A model of the species once on display at the Bollinger County Museum of Natural History

In 2005, representatives from Bollinger County businesses and local government officials met in an effort to generate more revenue, and came up with a dinosaur-centered tourism campaign. Some businesses contributed to the creation of a billboard along Interstate 55 that would advertise, "Bollinger County, Home of the Missouri Dinosaur." The Bollinger County Museum of Natural History, which displays some of the bones found, has said their exhibit on the species has attracted tourists from other parts of the United States, and the museum says the designation of H. missouriensis as the state dinosaur resulted in a tripling of visitors. The Bollinger County Museum of Natural History closed permanently on December 31, 2021.

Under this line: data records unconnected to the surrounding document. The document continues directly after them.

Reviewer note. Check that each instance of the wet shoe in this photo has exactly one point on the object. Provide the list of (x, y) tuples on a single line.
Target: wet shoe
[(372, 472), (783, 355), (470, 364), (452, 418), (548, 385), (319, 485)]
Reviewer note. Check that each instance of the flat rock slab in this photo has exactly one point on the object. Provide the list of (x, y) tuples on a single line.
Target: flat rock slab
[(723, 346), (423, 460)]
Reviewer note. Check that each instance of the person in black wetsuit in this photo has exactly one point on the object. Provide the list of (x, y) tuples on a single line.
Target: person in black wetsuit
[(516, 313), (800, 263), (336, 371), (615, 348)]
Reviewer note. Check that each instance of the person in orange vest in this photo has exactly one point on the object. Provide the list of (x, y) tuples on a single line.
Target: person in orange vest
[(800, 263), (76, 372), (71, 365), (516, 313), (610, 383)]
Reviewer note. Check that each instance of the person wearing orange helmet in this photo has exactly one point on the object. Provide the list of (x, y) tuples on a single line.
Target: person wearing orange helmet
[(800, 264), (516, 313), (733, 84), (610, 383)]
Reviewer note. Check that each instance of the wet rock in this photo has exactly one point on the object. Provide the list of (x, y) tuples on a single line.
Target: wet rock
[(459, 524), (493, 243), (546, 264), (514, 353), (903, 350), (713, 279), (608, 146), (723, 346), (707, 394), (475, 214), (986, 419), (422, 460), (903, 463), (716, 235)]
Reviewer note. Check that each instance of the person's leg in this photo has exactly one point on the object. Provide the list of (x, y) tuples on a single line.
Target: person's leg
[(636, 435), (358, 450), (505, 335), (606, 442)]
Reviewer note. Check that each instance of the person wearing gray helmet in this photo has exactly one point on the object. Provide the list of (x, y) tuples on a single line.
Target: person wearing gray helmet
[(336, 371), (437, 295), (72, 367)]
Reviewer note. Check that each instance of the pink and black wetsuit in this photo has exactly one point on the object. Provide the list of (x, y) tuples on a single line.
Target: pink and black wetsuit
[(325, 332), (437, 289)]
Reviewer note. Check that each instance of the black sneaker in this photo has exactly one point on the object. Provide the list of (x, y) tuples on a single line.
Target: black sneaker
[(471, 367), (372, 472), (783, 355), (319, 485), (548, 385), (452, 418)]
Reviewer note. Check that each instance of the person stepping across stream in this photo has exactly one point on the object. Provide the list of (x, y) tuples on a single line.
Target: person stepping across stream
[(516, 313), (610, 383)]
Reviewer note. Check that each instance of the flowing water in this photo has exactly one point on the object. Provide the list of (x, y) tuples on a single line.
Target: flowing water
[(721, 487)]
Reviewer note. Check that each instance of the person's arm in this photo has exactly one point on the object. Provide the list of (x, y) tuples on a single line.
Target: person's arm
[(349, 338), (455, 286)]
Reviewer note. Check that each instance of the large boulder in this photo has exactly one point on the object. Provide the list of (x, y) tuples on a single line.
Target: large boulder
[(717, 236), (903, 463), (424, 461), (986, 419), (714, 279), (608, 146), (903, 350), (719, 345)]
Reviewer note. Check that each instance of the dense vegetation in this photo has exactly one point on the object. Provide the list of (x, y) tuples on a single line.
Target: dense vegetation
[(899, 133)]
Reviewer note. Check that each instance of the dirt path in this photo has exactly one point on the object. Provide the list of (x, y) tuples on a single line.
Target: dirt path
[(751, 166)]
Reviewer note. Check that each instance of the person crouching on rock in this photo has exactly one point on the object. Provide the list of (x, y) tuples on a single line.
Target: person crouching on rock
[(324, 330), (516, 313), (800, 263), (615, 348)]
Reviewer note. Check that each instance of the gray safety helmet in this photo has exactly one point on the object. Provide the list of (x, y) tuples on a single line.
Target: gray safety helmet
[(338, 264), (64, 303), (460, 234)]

In March 2008, construction on a full-size model of a H. missouriensis was completed and placed on display at the museum. Jetton, then Speaker of the Missouri House of Representatives, sponsored a dinner event for state legislators to celebrate the completion of the exhibit on March 7, 2008. The two-year project was directed by Darrough, who was also in charge of excavations at the Chronister excavation site, and is the only permanent museum exhibit to feature the species. At the opening of the exhibit, Jetton mentioned that he hoped the dig site would become part of a state park one day. Currently, excavation is being conducted by the Missouri Ozark Dinosaur Project. The site has been covered to prevent water from flowing over dig material. The Chronister dig site near Glen Allen, currently under private ownership by Stinchcomb, is the only location in Missouri where dinosaur bones have been found.